Perugia (4-2-3-1) Rosati; Del Prete, Volta, Mancini, Rossi; Rizzo, Salifu; Fabinho, Di Carmine, Lanzafame; Ardemagni

 

 

Le dichiarazioni della vigilia

Mihajlovic, allenatore del Milan

“Come diceva Boniperti, vincere è l’unica cosa che conta. Cercheremo di fare la partita contro piccole e grandi con un bel gioco, perché fa parte del dna del Milan. Io non prometto colpi di tacco e tunnel, ma voglio una squadra aggressiva che sbagli il meno possibile. Vogliamo vincere il trofeo, specialmente quest’anno che non abbiamo le coppe. Domani per questo motivo farò giocare il miglior Milan possibile. Con tutto il rispetto per il Perugia, siamo più forti: se giochiamo come sappiamo solo la vittoria potrà soddisfarci. È un mese e mezzo che lavoriamo: a parte le due gare in Germania, abbiamo fatto sempre progressi e me ne aspetto altri. Finora sono soddisfatto, siamo a buon punto, anche se non possiamo paragonarci a squadre che hanno lo stesso giocatore e l’allenatore da 2-3 anni”.
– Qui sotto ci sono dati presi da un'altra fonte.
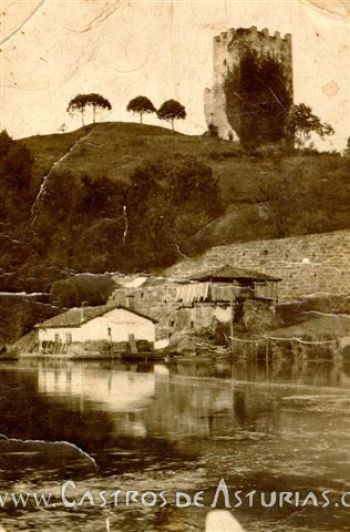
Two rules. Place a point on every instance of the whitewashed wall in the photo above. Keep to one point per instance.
(121, 323)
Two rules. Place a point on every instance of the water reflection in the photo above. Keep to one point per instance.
(186, 424)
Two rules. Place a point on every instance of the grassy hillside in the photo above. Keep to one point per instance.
(265, 194)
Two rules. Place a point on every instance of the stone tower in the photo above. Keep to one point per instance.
(253, 86)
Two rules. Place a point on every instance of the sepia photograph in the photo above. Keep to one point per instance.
(175, 265)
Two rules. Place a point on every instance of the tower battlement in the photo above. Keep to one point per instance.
(230, 51)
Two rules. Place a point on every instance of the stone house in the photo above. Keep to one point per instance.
(112, 324)
(224, 295)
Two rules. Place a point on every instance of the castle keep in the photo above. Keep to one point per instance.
(253, 86)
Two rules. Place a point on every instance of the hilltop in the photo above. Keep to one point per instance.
(78, 223)
(246, 181)
(263, 194)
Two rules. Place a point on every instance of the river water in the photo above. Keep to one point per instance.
(181, 427)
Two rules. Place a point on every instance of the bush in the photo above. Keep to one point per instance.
(84, 288)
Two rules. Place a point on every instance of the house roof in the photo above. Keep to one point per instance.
(229, 273)
(75, 317)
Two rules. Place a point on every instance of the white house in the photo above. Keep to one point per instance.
(114, 324)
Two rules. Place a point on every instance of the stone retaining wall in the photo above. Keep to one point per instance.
(310, 264)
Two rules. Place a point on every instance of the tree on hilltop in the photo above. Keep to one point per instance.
(171, 110)
(302, 123)
(81, 101)
(141, 105)
(97, 101)
(77, 105)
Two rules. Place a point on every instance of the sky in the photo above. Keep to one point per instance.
(52, 50)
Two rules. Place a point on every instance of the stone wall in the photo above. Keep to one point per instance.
(310, 264)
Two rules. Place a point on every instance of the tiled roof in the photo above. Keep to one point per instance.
(75, 317)
(231, 272)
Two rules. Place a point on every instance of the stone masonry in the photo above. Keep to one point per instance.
(307, 265)
(223, 109)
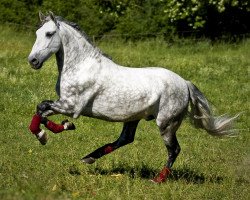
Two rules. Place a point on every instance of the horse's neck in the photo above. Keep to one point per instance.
(75, 49)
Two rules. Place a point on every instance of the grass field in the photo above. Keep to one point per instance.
(207, 167)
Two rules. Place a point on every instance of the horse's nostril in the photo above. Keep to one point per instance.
(34, 61)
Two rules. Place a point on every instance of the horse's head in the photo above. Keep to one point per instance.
(47, 41)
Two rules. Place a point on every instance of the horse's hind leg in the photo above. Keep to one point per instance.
(126, 137)
(168, 134)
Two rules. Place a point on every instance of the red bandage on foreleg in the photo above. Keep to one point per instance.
(35, 124)
(55, 128)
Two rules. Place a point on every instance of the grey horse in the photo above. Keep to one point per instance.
(91, 84)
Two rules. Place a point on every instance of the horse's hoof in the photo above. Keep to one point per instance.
(88, 160)
(42, 137)
(68, 125)
(161, 178)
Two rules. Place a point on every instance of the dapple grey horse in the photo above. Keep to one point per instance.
(91, 84)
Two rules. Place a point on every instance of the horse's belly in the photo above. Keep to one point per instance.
(123, 106)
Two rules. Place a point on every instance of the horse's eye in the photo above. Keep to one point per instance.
(50, 34)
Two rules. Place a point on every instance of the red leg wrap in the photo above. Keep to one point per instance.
(55, 128)
(162, 176)
(35, 124)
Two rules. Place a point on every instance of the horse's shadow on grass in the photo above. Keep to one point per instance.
(145, 172)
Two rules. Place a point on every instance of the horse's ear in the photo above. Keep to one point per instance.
(52, 17)
(41, 16)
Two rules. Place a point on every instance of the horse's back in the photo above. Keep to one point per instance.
(134, 93)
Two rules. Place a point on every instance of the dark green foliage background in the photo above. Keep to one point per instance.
(136, 18)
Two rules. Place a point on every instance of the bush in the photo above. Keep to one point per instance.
(139, 18)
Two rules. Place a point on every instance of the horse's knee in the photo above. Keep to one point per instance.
(44, 106)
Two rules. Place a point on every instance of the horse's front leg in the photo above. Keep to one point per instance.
(45, 109)
(126, 137)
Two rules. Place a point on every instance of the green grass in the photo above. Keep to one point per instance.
(207, 167)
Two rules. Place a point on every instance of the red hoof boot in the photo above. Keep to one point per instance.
(68, 125)
(42, 137)
(162, 176)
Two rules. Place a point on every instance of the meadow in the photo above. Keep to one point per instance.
(207, 167)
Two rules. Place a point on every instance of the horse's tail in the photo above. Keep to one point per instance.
(202, 116)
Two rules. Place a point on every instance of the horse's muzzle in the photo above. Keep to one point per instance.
(34, 62)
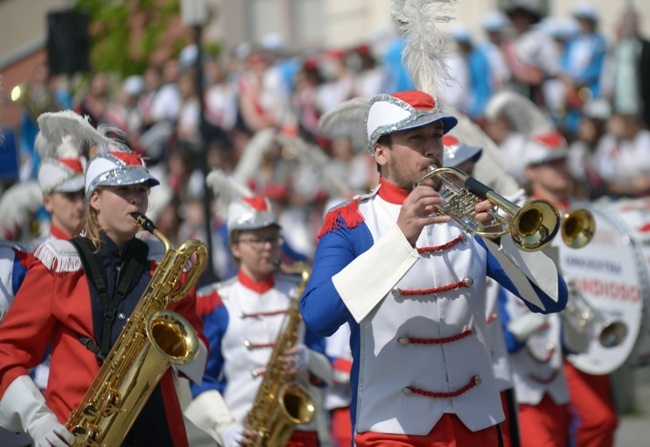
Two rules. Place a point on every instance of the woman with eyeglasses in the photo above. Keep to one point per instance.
(242, 319)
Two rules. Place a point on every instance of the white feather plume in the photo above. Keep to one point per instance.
(56, 126)
(424, 44)
(346, 116)
(226, 189)
(522, 114)
(251, 159)
(18, 204)
(313, 158)
(67, 149)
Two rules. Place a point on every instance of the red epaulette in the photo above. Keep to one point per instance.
(346, 215)
(342, 365)
(205, 304)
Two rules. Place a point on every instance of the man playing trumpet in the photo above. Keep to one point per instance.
(411, 284)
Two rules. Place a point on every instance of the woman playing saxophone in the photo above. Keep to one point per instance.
(244, 320)
(79, 308)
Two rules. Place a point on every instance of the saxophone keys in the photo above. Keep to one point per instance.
(256, 372)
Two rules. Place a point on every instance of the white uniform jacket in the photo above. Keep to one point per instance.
(536, 353)
(417, 315)
(242, 320)
(498, 350)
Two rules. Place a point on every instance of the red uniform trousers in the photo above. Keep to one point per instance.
(303, 439)
(341, 427)
(544, 425)
(593, 419)
(448, 432)
(508, 424)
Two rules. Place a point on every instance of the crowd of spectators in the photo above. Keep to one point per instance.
(596, 90)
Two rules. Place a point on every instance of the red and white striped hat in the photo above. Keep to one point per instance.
(401, 111)
(250, 213)
(116, 168)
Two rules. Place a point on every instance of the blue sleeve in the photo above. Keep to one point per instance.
(214, 327)
(495, 271)
(591, 73)
(317, 344)
(17, 275)
(321, 305)
(511, 342)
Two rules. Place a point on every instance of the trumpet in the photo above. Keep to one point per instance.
(580, 315)
(532, 226)
(578, 228)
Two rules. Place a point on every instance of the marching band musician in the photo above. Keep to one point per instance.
(536, 342)
(412, 287)
(243, 318)
(593, 418)
(61, 181)
(81, 314)
(462, 156)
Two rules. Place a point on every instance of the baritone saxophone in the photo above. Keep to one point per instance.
(153, 339)
(280, 403)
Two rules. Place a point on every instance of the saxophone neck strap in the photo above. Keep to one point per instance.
(132, 268)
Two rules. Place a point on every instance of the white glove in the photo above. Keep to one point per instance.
(23, 408)
(232, 436)
(51, 433)
(302, 357)
(526, 325)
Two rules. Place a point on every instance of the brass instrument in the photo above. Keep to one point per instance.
(578, 228)
(152, 339)
(280, 404)
(581, 315)
(532, 226)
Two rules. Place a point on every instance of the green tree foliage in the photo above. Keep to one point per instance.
(126, 33)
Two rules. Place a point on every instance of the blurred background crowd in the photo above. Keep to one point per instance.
(198, 109)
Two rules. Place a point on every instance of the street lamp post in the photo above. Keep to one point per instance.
(194, 13)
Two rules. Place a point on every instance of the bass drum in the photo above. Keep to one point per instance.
(612, 274)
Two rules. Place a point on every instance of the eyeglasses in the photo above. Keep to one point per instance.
(258, 243)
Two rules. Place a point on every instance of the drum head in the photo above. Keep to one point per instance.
(611, 274)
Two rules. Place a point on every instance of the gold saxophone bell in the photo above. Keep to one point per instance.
(152, 340)
(281, 402)
(532, 226)
(578, 228)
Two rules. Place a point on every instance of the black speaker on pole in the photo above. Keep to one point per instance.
(68, 42)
Bisoli, allenatore del Perugia

“Ci siamo regalati un grande sogno superando in casa la Reggiana e ora vogliamo viverlo da protagonisti, squadra, allenatore, società e tifosi. Ci giocheremo questa partita con le nostre armi e proponendo il nostro gioco. Siamo consapevoli della forza del Milan, ma non avrebbe senso scendere in campo solo per difenderci, perché loro hanno dei grandi giocatori e la partita diventerebbe ancor più difficile. Le possibilità di qualificazione? E’ una gara secca e il calcio ci ha spesso regalato delle sorprese, vediamo quello che accadrà. Diciamo comunque un 70% per loro e un 30 per noi“.